F.M.U. Mol, O.B. Boelens, P.V. van Eerten, C. Perquin, M.R.M. Scheltinga, R.M.H. Roumen
Voorzitter(s): dr. O. Buyne, chirurg, Radboudumc, Nijmegen & dr. G.H.E.J. Vijgen, AIOS heelkunde, Franciscus Gasthuis, Rotterdam
Vrijdag 12 mei 2017
9:30 - 9:40u
in Parkzaal
Categorieën: Algemeen, Vrije voordracht
Parallel sessie: V07 - Algemeen
Injectietherapie met lidocaïne infiltraties in het punt van maximale buikwandpijn bij ACNES patiënten geeft adequate, duurzame pijnreductie in een derde van behandelde patiënten. Het toevoegen van corticosteroïden aan dit regime zou mogelijk kunnen leiden tot een groter succespercentage en een verlengd effect.
Patiënten (>18 jaar) werden gerandomiseerd in Group LA (2 subfasciale injecties met 5-10 ml 2% lidocaïne) en Groep LC (2 injecties met 5-9 ml 2% lidocaïne + 40 mg methylprednisolon). Pijn werd gemeten met behulp van een Numeric Rating Scale (NRS: 0, geen pijn -10, extreme pijn) en een Verbal Rating Scale (VRS: 0 = geen pijn, 5 = onhoudbare pijn), zowel voor als 6 weken na aanvang van injectietherapie. Een vermindering van >50% op NRS en/of 2 punten op VRS werd gedefinieerd als een succesvolle reactie. Secundaire uitkomstmaten waren pijnreductie na 12 weken en optreden van bijwerkingen.

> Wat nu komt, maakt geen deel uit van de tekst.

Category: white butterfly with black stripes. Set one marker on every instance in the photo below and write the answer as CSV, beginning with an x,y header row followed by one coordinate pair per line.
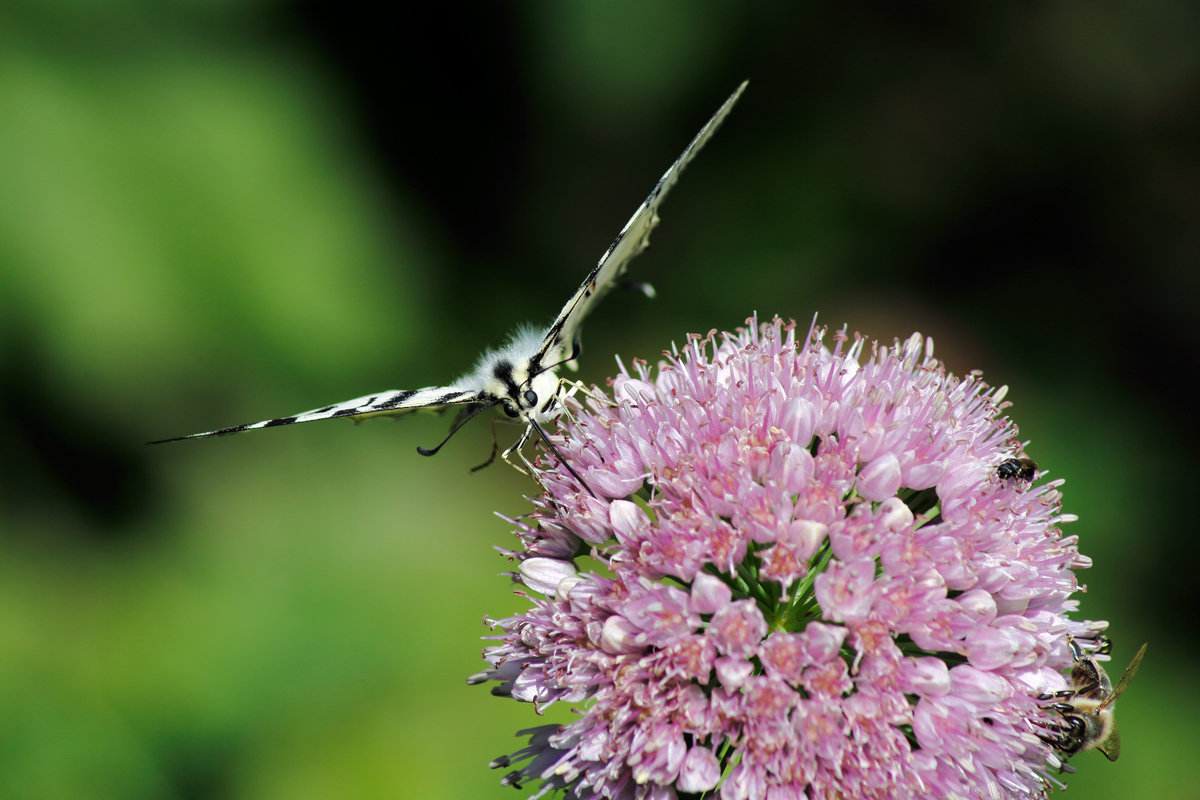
x,y
521,376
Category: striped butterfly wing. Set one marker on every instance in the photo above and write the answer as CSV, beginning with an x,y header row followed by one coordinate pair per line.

In totaal werden 136 patiënten gerandomiseerd tussen April 2014 – Juli 2016 (beide groepen n=68). Het aantal patiënten met een succesvolle reactie was niet verschillend (LA: 38% succes, LC 31%; p=0,61). Therapiesucces was iets hoger na een analyse volgens het Intention To Treat principe, maar een significant verschil werd niet bereikt (LA: 43% succes, LC 34%; p=0,29). Na 12 weken was het therapiesucces lager maar nog steeds niet verschillend (LA: 20%, LA: 18%, p=0,76). Het aantal bijwerkingen was in beide groepen gelijk.
De toevoeging van corticosteroïden aan een subfasciaal injectieregime bij patiënten met ACNES heeft geen toegevoegde waarde. Lidocaïne alleen kan in een deel van de patiënten een duurzame pijnreductie bewerkstelligen.